Another major factor affecting the application of power lithium batteries is their production cost. Although most solid-state batteries are still in the laboratory stage and effective data for cost estimation is lacking, we can estimate their cost using SOFC fuel cell batteries, which are similar in nature (as shown in the figure below). Figure a below shows the production cost of SOFC batteries, with processing costs, including labor and sintering, accounting for 75%, while material costs account for only 25%. Since the production process of three-layer composite electrolyte layer solid-state batteries is similar to that of SOFC batteries, we can use SOFC data to predict their costs. Currently, the material cost of all-solid-state batteries is mainly controlled by oxide solid electrolyte (LLZ). The current price of LLZ is as high as $2000/kg, but with the development of solid-state battery technology, the cost of LLZ will decrease significantly. Here, we can assume that the minimum cost of LLZ can be reduced to $50/kg. Therefore, with similar battery structures, when the thickness of the positive electrode LNMO is 70µm, the cost of a single battery is $0.12. If the thickness of the positive electrode is reduced to 150µm, the cost of a single battery will increase to $0.23.

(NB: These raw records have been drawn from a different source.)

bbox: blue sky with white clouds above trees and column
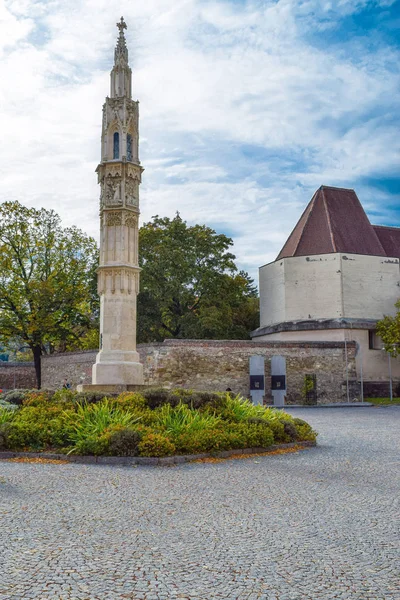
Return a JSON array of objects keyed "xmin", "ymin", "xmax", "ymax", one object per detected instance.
[{"xmin": 0, "ymin": 0, "xmax": 400, "ymax": 280}]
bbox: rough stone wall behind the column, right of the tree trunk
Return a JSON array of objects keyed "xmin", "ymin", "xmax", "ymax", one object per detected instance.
[{"xmin": 42, "ymin": 340, "xmax": 359, "ymax": 404}]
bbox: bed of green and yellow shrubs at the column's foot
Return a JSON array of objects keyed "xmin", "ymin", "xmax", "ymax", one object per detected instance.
[{"xmin": 0, "ymin": 389, "xmax": 317, "ymax": 457}]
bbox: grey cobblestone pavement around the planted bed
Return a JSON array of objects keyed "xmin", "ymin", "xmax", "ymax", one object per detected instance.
[{"xmin": 0, "ymin": 407, "xmax": 400, "ymax": 600}]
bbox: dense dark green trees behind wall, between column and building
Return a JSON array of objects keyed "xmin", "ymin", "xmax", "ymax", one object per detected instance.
[{"xmin": 138, "ymin": 213, "xmax": 258, "ymax": 342}]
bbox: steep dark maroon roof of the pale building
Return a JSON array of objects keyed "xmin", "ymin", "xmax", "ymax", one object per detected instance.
[{"xmin": 277, "ymin": 185, "xmax": 400, "ymax": 260}]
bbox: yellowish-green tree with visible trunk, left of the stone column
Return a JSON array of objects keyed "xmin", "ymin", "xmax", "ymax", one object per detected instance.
[{"xmin": 0, "ymin": 202, "xmax": 98, "ymax": 388}]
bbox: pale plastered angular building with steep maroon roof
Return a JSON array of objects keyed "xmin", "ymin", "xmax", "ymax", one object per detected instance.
[{"xmin": 252, "ymin": 186, "xmax": 400, "ymax": 381}]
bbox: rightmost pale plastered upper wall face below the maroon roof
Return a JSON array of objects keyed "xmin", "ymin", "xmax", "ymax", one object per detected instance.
[{"xmin": 341, "ymin": 254, "xmax": 400, "ymax": 319}]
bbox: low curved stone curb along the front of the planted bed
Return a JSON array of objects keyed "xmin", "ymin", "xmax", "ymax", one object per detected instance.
[{"xmin": 0, "ymin": 442, "xmax": 317, "ymax": 467}]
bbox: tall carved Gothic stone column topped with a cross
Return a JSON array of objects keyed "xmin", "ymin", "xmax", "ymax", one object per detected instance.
[{"xmin": 79, "ymin": 17, "xmax": 143, "ymax": 391}]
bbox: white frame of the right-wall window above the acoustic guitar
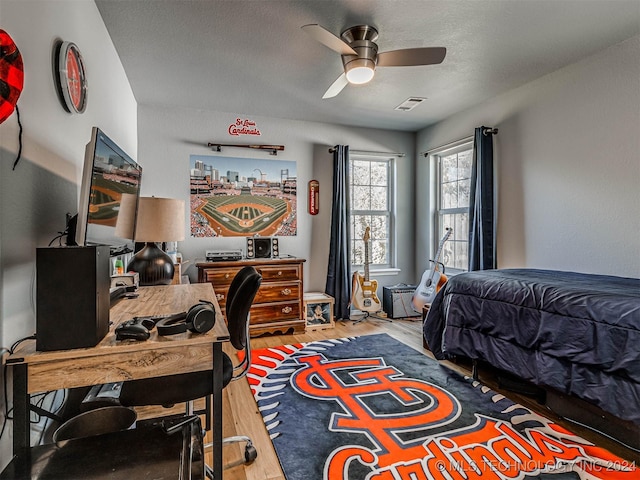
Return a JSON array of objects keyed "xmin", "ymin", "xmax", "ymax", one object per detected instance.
[{"xmin": 429, "ymin": 137, "xmax": 473, "ymax": 275}]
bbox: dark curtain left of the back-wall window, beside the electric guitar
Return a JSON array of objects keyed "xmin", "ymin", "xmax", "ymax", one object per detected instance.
[{"xmin": 325, "ymin": 145, "xmax": 351, "ymax": 320}]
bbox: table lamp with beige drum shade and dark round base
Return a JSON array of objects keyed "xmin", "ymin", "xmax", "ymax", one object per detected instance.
[{"xmin": 121, "ymin": 197, "xmax": 185, "ymax": 285}]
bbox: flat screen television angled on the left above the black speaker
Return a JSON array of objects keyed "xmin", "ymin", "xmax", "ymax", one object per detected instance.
[{"xmin": 75, "ymin": 127, "xmax": 142, "ymax": 255}]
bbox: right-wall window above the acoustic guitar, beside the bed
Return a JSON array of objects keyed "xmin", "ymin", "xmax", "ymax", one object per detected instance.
[{"xmin": 433, "ymin": 141, "xmax": 473, "ymax": 271}]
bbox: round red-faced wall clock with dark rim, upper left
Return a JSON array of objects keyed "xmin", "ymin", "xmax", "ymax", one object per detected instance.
[{"xmin": 55, "ymin": 42, "xmax": 88, "ymax": 113}]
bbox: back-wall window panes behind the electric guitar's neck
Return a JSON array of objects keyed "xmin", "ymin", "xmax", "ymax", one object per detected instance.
[{"xmin": 349, "ymin": 158, "xmax": 393, "ymax": 268}]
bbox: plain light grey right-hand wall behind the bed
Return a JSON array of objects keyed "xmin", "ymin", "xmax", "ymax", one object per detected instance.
[{"xmin": 416, "ymin": 36, "xmax": 640, "ymax": 277}]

Since the majority of the production cost of solid-state batteries is the production process cost, scaling up production can effectively reduce the battery cost. As shown in Figure b below, the production process cost reaches $750-2500/kWh when producing on a small scale (10,000 units/year). However, if the production volume is expanded to 100 million units/year (10-20 GWh/year), the production process cost will drop significantly to $75-240/kWh. Therefore, the final cost of all-solid-state batteries is expected to decrease to 140-350 Wh/kg. Even so, the production process cost still accounts for more than 50%, which is still significantly higher than that of lithium-ion batteries (where the process cost is only 20-30%).
Material costs still have a significant impact on solid-state batteries. As shown in Figure c below, if the cost of LLZ electrolyte drops to $20/kg, the cost of the battery using LNMO cathode can be reduced to $180-310/kWh. If high-nickel NMC is used, the cost is expected to drop further to $120-210/kWh. The ultimate goal for all-solid-state batteries is $150/kWh, which requires a lot of optimization work.
Oxide solid electrolytes have high conductivity and good environmental stability, making them one of the best choices for solid-state battery electrolytes. However, solid electrolytes have high hardness and poor processing performance, so designing a suitable production process is more important. At the same time, the production cost of solid-state batteries is still relatively high at present. In the future, the production cost of solid-state batteries can be effectively reduced through the reduction of raw material costs and economies of scale, and it is expected to be reduced to $150/kWh.